Secretismo da STDM causa problemas à Shun Tak

A Shun Tak Holdings Ltd reconhece que “não consegue obter informação suficiente para efectuar uma avaliação do valor”...

É impossível saber o valor real da STDM, empresa-mãe da operadora de jogo SJM, lamentam os auditores da Shun Tak. Um caso que põe a nu a falta de transparência das sociedades anónimas em Macau, que não têm de divulgar informação financeira detalhada, nem aos próprios accionistas.

A Shun Tak Holdings Ltd reconhece que “não consegue obter informação suficiente para efectuar uma avaliação do valor” da participação que tem na Sociedade de Turismo e Diversões de Macau, S.A. (STDM), a empresa-mãe da Sociedade de Jogos de Macau, S.A. (SJM), uma das seis operadoras de casinos da região. Segundo o relatório financeiro do conglomerado para a primeira metade deste ano, divulgado na semana passada, a auditora PricewaterhouseCoopers diz que este problema cria até dúvidas sobre o valor real da própria Shun Tak.

Este é o primeiro ano em que as empresas registadas em Hong Kong têm de seguir novas regras contabilísticas, anunciadas em 2014, que exigem mais informação sobre investimentos em sociedades anónimas. As novas regras cobrem também as companhias listadas na Bolsa de Valores da região vizinha, como é o caso da Shun Tak.

A direcção liderada por Pansy Ho– também administradora da STDM – já tinha dito anteriormente que “tem vindo a comunicar com a direcção da STDM para solicitar informação financeira”. No entanto, sublinha a Shun Tak, à STDM “não lhe é exigido que prepare ou divulgue informação contabilística ou financeira detalhada aos seus accionistas”. Ou seja, a empresa reconhece que não pode assegurar que o valor da participação que detém na STDM, estimado em 813 milhões de dólares de Hong Kong, seja exacto.

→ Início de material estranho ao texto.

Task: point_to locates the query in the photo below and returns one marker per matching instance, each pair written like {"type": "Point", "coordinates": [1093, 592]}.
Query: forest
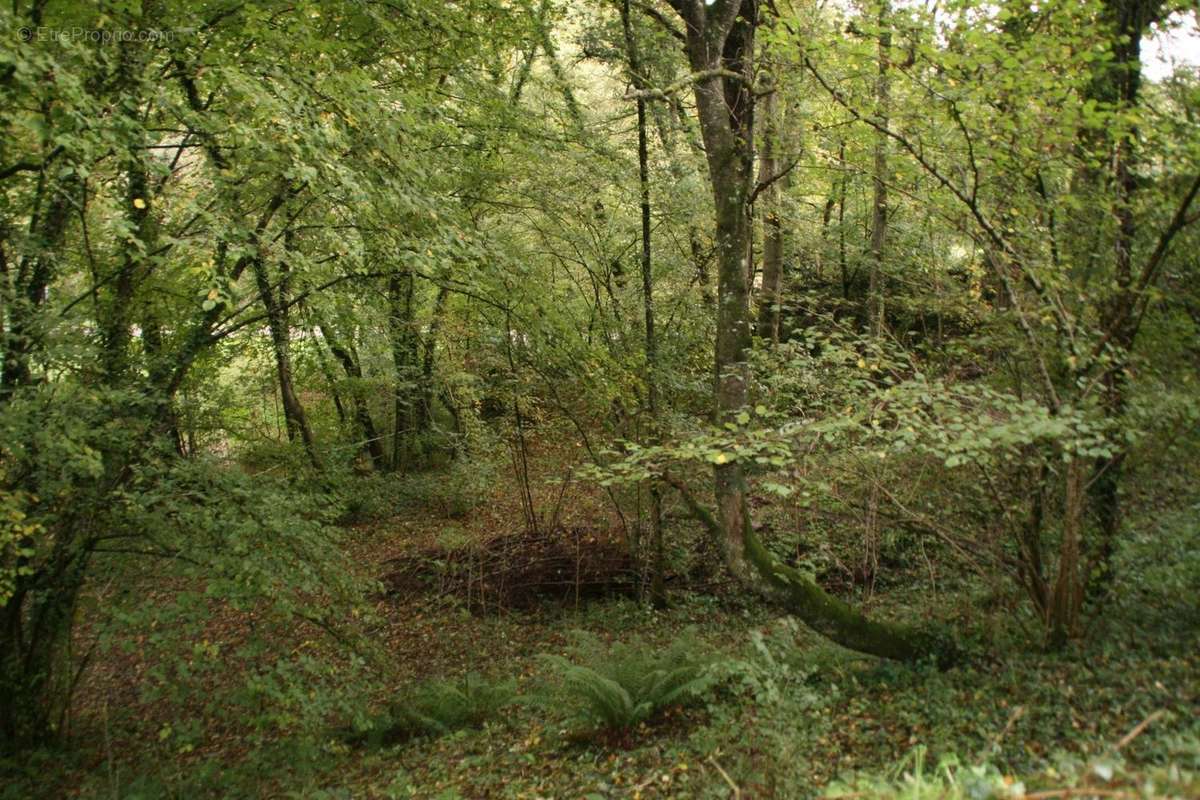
{"type": "Point", "coordinates": [599, 398]}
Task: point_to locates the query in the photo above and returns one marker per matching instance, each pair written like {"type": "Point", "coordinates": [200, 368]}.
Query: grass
{"type": "Point", "coordinates": [792, 716]}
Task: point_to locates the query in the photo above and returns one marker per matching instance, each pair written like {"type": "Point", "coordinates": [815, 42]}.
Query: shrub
{"type": "Point", "coordinates": [437, 708]}
{"type": "Point", "coordinates": [629, 684]}
{"type": "Point", "coordinates": [952, 780]}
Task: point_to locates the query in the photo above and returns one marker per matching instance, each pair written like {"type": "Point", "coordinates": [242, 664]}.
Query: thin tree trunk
{"type": "Point", "coordinates": [658, 588]}
{"type": "Point", "coordinates": [372, 444]}
{"type": "Point", "coordinates": [880, 175]}
{"type": "Point", "coordinates": [773, 229]}
{"type": "Point", "coordinates": [281, 337]}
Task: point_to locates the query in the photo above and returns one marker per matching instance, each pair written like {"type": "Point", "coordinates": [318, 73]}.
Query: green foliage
{"type": "Point", "coordinates": [628, 684]}
{"type": "Point", "coordinates": [952, 779]}
{"type": "Point", "coordinates": [436, 708]}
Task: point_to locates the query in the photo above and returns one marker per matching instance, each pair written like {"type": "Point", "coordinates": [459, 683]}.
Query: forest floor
{"type": "Point", "coordinates": [802, 714]}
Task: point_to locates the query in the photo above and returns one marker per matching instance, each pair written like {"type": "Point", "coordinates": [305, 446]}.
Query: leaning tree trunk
{"type": "Point", "coordinates": [720, 46]}
{"type": "Point", "coordinates": [773, 228]}
{"type": "Point", "coordinates": [281, 337]}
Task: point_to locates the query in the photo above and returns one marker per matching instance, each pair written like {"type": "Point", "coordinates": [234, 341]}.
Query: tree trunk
{"type": "Point", "coordinates": [773, 229]}
{"type": "Point", "coordinates": [372, 443]}
{"type": "Point", "coordinates": [720, 40]}
{"type": "Point", "coordinates": [281, 340]}
{"type": "Point", "coordinates": [403, 358]}
{"type": "Point", "coordinates": [658, 588]}
{"type": "Point", "coordinates": [880, 176]}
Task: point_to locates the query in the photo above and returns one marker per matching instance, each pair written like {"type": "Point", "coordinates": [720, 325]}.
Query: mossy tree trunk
{"type": "Point", "coordinates": [720, 48]}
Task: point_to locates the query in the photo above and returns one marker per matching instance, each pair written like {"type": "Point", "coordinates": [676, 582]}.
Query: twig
{"type": "Point", "coordinates": [737, 792]}
{"type": "Point", "coordinates": [1138, 729]}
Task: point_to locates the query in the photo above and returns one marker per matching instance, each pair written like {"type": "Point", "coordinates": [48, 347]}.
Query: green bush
{"type": "Point", "coordinates": [437, 708]}
{"type": "Point", "coordinates": [628, 684]}
{"type": "Point", "coordinates": [952, 780]}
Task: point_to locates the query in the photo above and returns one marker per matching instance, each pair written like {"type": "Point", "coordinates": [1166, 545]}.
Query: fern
{"type": "Point", "coordinates": [631, 683]}
{"type": "Point", "coordinates": [437, 708]}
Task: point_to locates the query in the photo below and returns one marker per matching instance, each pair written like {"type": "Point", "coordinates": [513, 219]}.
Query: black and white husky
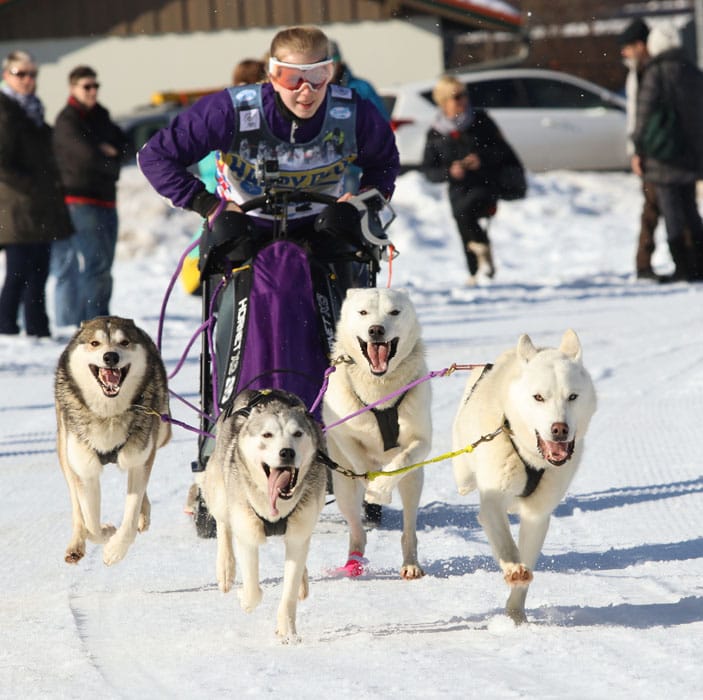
{"type": "Point", "coordinates": [543, 401]}
{"type": "Point", "coordinates": [110, 393]}
{"type": "Point", "coordinates": [266, 477]}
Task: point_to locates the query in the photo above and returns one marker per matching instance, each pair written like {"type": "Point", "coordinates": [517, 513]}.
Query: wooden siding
{"type": "Point", "coordinates": [41, 19]}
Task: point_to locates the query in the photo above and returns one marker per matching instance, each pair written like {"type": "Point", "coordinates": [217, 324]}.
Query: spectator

A Shun Tak detém cerca de 11,5 por cento das acções da STDM, a empresa fundada pelo magnata Stanley Ho quando obteve o monopólio do jogo na cidade nos anos 30. Aquando da liberalização do mercado em 2002, o Governo exigiu que as novas concessionárias fossem uma empresa criada de raiz. Foi então que a STDM criou a SJM, uma das seis operadoras de casinos da região. Mais tarde, em 2008, a SJM Holdings Ltd, que detém a totalidade das acções da SJM, foi listada na Bolsa de Valores de Hong Kong. Actualmente, a STDM detém 54,11 por cento da SJM Holdings. Esta participação indirecta no negócio do jogo valeu à Shun Tak na primeira metade deste ano um lucro de 74 milhões de dólares norte-americanos, o que representa uma queda de 32 por cento em relação a igual período de 2017.

Desvio problemático

A PricewaterhouseCoopers disse na sua opinião, incluída no relatório financeiro mas concluída no mês passado, que “os efeitos deste desvio” das novas regras contabilísticas nos resultados financeiros da empresa “não foram determinados”. Já a Comissão de Auditoria – um órgão interno da Shun Tak, liderado pelo contabilista e director independente da empresa Norman Ho Hau Chong – discorda. A comissão defende que o desvio é “compreensível” e que as dúvidas da PricewaterhouseCoopers “não vão ter um impacto” nos resultados da Shun Tak. Ainda assim, o conglomerado disse que “tem vindo a ponderar um método de avaliação apropriado para determinar o valor real” da participação na STDM. “A empresa mantém-se em diálogo com a auditoria”, acrescenta a Shun Tak, para resolver o problema “assim que possível”.

Não é a primeira vez que a falta de transparência da STDM é questionada. Em vários recursos apresentados nos tribunais de Macau ao longo dos anos, Winnie Ho, irmã de Stanley Ho e antiga administradora da STDM, acusou a empresa de lhe negar informação. Segundo Winnie, o irmão teria destruído os registos da STDM para ficar com as acções que ela detinha na empresa. Uma disputa que se arrastou durante décadas e só terminou com a morte de Winnie, confirmada pela família no mês passado.

O problema, reconhece a própria Shun Tak, é que, tendo em conta que a STDM “é uma sociedade anónima criada em Macau, não lhe é exigido que prepare ou divulgue informação contabilística ou financeira detalhada aos seus accionistas, de acordo com a lei de Macau”. No caso de não-accionistas, a legislação é ainda mais restritiva e não permite sequer pedir à Conservatória dos Registos Comercial e de Bens Móveis informação sobre os órgãos sociais de uma sociedade anónima.